If we consider signaling networks as multivariate nonlinear functions that map various perturbations and extracellular cues onto different cellular responses it becomes clear that only by understanding the network dynamics and interplay between its key components as a whole will we be able to construct predictive and descriptive models of cell decision processes. To explain different and sometimes antagonistic cellular responses to the same ligand, for example, TNF during angiogenesis [20], accurate measurements with frequent temporal sampling will be required. Since cells *in vivo* typically respond to multiple ligands all present at different concentrations, another important goal in signaling network research will be to identify how cells integrate and respond to multiple signals simultaneously. In this study we applied an unsupervised non-linear dimensionality reduction approach, extended Isomap, to find similar instantiations of apoptosis signaling network in response to different treatments with TNF, EGF or insulin. By projecting the original 19 dimensional space of intracellular signals into a 3-dimensional space, Isomap was able to reconstruct clusters corresponding to different cytokine treatments that were then identified with graph-based clustering. Alternative approaches were either unable to find biologically meaningful clusters (PLS-DA) or produced broad and unclear clusters (PCA). Potential biological applications of this method therefore include characterisation, visualisation and clustering of different treatment conditions (i.e. with low and high doses of TNF) in terms of the changes in intracellular signaling they induce. We also applied neural networks to infer the contribution that original variables make into the low-dimensional subspace. The variables contributing most to the low-dimensional projection were phosphorylation/activity of MEK, AKT, MK2, IRS1 and ProC3 cleavage, which is consistent with the previous reports [5]. Consequently, these signals might be potential targets for further biological investigation on how different doses and treatment conditions with TNF, EGF or insulin lead to different death/survival decisions in cancer cells.

Previous studies have concentrated on the structural reconstruction of the signaling networks using Bayesian networks [3] or their extension to learn causal (Bayesian) networks [1, 2]. Other methods attempt to build signaling network regressors/classifiers that map cues into cellular responses, for example to build predictive models of migration speed in mouse fibroblasts [21]. Our extended Isomap approach instead focuses on a broader combination of unsupervised and supervised machine learning analysis of signaling networks through non-linear dimensionality reduction [11]. In this framework, different instantiations of the signaling networks (i.e. activities of signaling molecular induced by different growth factors) are first projected into low-dimensional space and then used to compare cues/treatment conditions by finding their corresponding low-dimensional embedding.
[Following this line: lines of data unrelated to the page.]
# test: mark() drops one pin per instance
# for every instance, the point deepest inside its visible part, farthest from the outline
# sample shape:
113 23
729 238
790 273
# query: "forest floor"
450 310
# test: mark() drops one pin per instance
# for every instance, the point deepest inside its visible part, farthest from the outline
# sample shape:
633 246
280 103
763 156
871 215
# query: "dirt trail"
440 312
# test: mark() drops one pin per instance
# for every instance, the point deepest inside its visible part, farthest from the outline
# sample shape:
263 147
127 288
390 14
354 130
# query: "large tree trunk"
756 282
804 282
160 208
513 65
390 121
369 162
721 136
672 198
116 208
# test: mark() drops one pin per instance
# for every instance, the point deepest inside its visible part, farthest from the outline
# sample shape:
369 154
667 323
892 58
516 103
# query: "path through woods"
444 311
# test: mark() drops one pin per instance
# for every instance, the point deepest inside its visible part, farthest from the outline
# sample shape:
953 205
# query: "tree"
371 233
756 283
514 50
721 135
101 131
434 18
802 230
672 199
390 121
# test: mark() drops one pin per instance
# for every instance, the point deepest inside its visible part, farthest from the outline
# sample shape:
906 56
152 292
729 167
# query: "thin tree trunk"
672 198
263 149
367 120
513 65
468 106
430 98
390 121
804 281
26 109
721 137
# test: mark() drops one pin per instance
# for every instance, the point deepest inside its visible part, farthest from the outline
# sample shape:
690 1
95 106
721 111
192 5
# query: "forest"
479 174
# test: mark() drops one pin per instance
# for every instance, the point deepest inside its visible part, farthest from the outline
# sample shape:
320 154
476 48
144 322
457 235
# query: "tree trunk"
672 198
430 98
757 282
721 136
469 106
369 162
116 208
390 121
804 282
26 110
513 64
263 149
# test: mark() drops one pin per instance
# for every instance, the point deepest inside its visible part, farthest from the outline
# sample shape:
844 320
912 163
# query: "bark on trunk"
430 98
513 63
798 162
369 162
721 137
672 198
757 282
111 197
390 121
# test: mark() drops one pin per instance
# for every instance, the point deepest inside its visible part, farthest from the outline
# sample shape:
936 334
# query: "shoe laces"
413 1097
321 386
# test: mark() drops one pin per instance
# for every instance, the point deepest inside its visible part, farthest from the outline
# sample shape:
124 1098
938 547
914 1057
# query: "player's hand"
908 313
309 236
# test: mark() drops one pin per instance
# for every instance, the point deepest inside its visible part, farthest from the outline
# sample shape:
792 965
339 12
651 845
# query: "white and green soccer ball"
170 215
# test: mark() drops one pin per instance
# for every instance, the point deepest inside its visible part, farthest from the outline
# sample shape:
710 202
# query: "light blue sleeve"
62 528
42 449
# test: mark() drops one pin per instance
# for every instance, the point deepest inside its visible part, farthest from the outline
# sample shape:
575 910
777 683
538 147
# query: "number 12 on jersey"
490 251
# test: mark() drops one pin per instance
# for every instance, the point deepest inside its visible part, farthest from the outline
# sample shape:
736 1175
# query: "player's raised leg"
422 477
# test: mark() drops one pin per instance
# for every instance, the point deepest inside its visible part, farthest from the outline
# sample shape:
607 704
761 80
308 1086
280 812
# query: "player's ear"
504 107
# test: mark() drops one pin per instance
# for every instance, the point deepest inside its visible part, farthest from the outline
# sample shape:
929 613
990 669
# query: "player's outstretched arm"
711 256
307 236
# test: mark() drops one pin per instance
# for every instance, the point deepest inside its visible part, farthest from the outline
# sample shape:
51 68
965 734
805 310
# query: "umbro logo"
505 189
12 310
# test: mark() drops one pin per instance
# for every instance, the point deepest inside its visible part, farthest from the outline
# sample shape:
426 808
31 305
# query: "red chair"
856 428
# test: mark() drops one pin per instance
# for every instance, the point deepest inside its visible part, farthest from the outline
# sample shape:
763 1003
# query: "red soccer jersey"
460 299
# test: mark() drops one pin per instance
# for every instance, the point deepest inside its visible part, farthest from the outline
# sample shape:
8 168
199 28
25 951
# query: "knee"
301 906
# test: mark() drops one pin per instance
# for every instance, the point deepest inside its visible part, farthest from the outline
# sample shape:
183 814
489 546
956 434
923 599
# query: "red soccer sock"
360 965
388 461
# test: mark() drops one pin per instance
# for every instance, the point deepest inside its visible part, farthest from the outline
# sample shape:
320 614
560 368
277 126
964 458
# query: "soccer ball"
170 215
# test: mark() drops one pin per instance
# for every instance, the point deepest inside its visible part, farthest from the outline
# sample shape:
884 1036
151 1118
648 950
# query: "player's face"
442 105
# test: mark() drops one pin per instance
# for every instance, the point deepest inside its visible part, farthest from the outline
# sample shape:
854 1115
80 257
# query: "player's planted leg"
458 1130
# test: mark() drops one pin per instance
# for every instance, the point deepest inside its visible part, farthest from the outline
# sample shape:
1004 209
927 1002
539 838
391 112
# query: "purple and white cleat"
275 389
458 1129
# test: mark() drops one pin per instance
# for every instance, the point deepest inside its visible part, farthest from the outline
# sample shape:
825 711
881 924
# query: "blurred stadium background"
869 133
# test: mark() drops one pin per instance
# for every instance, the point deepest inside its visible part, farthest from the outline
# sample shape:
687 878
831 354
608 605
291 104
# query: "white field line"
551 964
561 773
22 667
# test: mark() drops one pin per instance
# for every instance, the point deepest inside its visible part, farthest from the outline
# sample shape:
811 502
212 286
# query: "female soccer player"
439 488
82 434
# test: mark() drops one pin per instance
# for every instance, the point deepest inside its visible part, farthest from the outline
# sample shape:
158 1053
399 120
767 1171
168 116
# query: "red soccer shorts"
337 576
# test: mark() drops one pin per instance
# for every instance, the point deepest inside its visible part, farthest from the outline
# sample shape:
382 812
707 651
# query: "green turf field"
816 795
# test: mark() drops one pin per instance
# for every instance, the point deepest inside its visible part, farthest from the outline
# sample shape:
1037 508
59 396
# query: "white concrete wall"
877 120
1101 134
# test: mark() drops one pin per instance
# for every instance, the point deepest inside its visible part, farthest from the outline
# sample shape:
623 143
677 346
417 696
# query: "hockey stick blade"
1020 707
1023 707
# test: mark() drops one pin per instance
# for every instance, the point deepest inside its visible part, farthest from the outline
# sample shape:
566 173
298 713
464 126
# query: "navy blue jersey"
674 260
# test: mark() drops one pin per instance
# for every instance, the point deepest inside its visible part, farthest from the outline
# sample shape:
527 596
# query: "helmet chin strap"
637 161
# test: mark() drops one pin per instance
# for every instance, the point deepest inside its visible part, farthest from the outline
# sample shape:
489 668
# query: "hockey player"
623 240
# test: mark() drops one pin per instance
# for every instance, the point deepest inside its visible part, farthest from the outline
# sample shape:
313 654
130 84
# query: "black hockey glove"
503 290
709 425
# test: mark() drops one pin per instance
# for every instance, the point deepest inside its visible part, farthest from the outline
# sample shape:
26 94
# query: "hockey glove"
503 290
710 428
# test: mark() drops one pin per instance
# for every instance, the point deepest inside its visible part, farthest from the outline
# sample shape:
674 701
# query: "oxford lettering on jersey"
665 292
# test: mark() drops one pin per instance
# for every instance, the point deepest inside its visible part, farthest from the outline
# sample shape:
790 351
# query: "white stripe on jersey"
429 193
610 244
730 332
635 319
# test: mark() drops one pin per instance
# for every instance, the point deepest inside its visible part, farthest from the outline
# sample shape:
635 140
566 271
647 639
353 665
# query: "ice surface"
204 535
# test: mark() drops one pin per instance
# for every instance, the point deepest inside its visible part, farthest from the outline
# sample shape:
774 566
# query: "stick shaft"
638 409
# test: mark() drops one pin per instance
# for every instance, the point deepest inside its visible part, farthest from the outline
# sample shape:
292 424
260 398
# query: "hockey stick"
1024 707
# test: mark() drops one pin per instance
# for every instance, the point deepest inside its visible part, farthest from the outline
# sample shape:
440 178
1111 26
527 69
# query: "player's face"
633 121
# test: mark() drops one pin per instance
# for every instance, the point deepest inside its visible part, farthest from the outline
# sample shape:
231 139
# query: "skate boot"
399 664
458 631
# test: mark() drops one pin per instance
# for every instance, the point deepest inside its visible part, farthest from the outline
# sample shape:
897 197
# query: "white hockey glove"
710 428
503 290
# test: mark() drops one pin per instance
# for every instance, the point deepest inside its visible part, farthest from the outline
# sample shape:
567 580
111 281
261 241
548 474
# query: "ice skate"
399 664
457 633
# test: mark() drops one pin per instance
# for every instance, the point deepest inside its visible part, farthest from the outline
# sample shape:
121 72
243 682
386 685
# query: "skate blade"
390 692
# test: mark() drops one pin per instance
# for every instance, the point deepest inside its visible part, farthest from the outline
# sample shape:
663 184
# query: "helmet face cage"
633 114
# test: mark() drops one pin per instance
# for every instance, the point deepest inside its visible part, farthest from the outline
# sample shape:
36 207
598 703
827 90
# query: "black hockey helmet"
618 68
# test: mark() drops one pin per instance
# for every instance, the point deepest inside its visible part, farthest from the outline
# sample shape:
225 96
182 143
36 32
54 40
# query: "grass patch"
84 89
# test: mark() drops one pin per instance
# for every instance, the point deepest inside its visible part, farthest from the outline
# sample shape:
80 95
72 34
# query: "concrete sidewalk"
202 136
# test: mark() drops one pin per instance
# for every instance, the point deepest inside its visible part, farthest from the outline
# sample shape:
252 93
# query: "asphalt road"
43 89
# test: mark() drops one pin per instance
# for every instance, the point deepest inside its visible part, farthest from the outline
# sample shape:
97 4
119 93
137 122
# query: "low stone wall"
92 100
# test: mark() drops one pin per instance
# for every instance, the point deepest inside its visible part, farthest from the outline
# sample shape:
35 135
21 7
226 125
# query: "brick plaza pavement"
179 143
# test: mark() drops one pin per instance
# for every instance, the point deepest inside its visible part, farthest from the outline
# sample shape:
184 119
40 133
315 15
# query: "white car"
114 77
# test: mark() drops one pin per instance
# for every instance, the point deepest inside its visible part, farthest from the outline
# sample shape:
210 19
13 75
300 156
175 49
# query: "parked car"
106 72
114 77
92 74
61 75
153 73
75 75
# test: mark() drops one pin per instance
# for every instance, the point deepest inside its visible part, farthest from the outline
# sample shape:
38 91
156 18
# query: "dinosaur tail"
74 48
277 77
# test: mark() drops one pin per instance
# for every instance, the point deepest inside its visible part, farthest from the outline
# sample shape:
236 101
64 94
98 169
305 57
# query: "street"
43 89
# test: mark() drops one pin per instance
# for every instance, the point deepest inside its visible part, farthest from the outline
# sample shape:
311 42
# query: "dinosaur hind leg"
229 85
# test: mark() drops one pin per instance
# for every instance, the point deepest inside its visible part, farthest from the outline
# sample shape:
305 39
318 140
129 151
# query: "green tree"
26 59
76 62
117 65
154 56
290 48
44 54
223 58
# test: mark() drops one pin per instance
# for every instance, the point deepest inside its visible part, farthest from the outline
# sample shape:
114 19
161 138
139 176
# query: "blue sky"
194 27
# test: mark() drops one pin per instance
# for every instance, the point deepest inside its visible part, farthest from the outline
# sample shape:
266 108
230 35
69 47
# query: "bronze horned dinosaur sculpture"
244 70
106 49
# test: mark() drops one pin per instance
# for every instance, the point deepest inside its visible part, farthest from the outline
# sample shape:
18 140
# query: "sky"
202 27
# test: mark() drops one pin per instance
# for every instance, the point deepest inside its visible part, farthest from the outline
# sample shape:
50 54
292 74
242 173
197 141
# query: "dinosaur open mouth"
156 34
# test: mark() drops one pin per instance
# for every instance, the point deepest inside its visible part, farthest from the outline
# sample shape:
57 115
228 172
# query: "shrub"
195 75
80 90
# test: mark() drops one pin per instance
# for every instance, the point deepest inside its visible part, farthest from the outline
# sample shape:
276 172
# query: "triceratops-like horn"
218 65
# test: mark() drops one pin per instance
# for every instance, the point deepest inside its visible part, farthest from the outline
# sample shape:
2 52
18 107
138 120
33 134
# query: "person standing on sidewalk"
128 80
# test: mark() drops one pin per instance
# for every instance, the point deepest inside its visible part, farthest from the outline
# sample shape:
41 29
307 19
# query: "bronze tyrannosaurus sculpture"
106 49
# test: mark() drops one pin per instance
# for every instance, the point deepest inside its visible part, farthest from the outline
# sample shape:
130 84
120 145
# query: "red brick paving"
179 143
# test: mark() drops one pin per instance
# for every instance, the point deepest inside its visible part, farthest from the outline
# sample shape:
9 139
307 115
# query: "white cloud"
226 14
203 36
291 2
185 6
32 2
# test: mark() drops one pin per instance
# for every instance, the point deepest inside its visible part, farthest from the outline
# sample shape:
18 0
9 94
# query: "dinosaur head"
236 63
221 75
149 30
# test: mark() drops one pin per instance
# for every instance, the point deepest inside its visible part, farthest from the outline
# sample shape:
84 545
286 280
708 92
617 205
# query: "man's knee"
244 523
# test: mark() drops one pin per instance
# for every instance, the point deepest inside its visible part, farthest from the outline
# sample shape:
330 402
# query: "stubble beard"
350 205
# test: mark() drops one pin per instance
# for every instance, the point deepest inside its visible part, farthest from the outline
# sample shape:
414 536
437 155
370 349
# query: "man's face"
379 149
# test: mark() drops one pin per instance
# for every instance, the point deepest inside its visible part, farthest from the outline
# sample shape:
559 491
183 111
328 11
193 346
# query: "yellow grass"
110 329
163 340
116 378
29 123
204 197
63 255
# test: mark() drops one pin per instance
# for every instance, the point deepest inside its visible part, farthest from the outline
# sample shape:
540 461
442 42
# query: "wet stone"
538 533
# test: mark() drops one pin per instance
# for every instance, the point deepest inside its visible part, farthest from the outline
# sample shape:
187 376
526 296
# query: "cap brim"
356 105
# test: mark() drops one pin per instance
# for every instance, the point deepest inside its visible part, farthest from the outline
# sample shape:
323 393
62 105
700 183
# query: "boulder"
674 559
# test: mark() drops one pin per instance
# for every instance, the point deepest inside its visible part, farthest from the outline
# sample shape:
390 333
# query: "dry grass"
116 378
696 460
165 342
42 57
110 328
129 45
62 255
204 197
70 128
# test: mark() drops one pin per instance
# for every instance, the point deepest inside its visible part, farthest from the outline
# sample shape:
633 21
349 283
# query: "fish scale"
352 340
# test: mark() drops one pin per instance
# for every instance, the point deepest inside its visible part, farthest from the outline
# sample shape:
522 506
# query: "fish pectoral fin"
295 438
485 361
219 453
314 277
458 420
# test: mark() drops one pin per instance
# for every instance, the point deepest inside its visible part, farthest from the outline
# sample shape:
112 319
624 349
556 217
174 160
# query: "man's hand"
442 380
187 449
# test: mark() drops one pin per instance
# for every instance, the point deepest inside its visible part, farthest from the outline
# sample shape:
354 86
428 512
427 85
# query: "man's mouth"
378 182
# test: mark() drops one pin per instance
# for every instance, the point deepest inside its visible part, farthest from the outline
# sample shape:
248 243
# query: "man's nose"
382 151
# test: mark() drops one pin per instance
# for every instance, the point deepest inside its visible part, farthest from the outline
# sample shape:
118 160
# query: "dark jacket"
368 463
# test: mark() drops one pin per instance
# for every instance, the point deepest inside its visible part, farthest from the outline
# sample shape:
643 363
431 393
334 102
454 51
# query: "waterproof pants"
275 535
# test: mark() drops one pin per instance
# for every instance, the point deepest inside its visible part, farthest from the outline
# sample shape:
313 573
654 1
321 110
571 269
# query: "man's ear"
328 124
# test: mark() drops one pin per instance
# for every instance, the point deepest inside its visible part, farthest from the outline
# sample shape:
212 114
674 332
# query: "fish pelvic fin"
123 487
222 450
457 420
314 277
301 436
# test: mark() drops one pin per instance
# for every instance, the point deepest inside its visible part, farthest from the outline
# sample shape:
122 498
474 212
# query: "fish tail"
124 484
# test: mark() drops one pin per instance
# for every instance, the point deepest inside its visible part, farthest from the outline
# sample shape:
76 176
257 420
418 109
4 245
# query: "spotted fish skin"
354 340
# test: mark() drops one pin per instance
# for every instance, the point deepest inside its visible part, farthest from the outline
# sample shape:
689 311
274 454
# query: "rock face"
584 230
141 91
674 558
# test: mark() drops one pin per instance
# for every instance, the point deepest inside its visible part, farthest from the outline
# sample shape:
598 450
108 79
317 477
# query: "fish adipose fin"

Moreover, the relative contribution of each molecular signal to the projection can also be inferred. For instance, we showed that AKT activity is responsible for the segregation of the insulin cluster on the two-dimensional map. Although Isomap is primarily a technique for unsupervised learning and visualization, by feeding Isomap output into supervised classification algorithms such as k-NN and QDA, the technique can be successfully extended for predicting apoptosis outcomes. The Isomap predictive power was especially pronounced when early activation time points in the apoptosis signaling network were used to predict the later ones.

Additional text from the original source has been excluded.